Madison writes in No. 44:
Few parts of the Constitution have been assailed with more intemperance than this; yet on a fair investigation of it, no part can appear more completely invulnerable. Without the SUBSTANCE of this power, the whole Constitution would be a dead letter. Those who object to the article, therefore, as a part of the Constitution, can only mean that the FORM of the provision is improper. But have they considered whether a better form could have been substituted?

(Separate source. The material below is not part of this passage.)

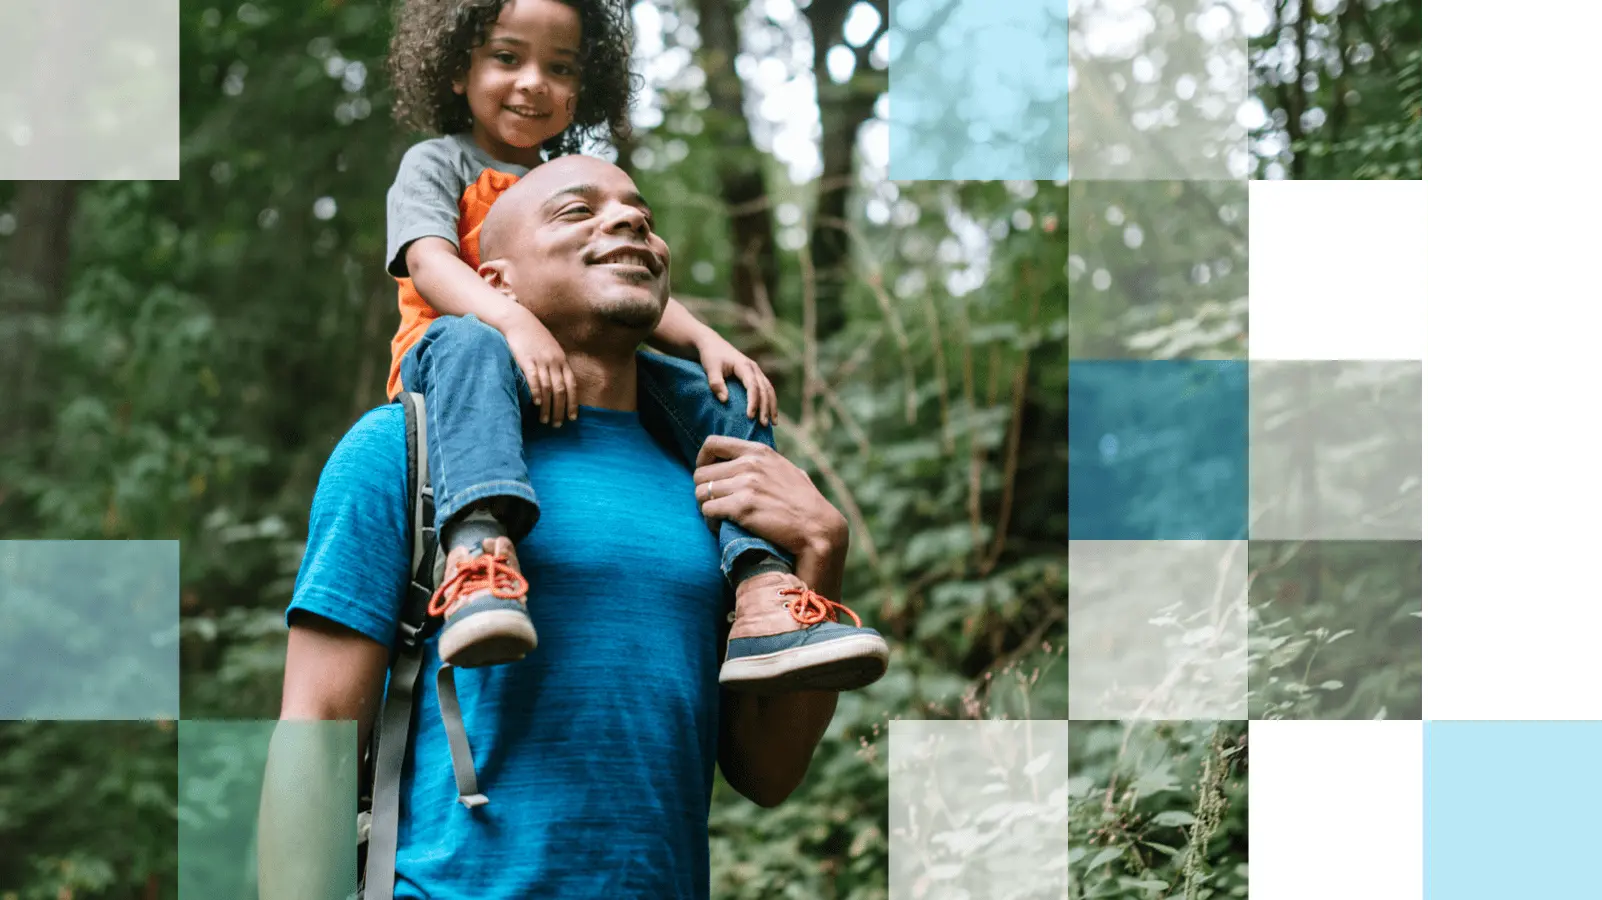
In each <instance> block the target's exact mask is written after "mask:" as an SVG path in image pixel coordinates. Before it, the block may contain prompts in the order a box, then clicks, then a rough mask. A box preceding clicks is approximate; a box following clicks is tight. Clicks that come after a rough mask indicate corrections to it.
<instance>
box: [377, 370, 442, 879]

On the power of the national government to levy taxes, which also seems to imply that the amount each person pays should be correlated to their own resources:
There is no method of steering clear of this inconvenience, but by authorizing the national government to raise its own revenues in its own way. Imposts, excises, and, in general, all duties upon articles of consumption, may be compared to a fluid, which will, in time, find its level with the means of paying them. The amount to be contributed by each citizen will in a degree be at his own option, and can be regulated by an attention to his resources [emphasis mine]. The rich may be extravagant, the poor can be frugal; and private oppression may always be avoided by a judicious selection of objects proper for such impositions.
I realize that in making these observations, the writers had a clear agenda. The Federalist Papers supported a strong centralized government, and Hamilton supported creating a national bank, an idea that was vehemently derided by critics. But the Federalists and anti-Federalists aren’t necessarily synonymous with any modern political party. It can’t be said that the Federalists of the late 1700s represented the “liberal” or progressive wing of early American politics; neither can it be said that the anti-Federalists would have fit well into the modern day Republican Party. At the time, progressive strands of thought ran through both groups. While Hamilton may have been more progressive in his views on the federal government, he was more conservative in other areas, supporting the interests of the business and elite classes, as modern members of the GOP. Meanwhile, the anti-Federalists supported politics that would help farmers and others of the “middling sort.” They would later form the Democratic-Republican party, which subsequently split into the Jacksononian Democratics and the Whigs.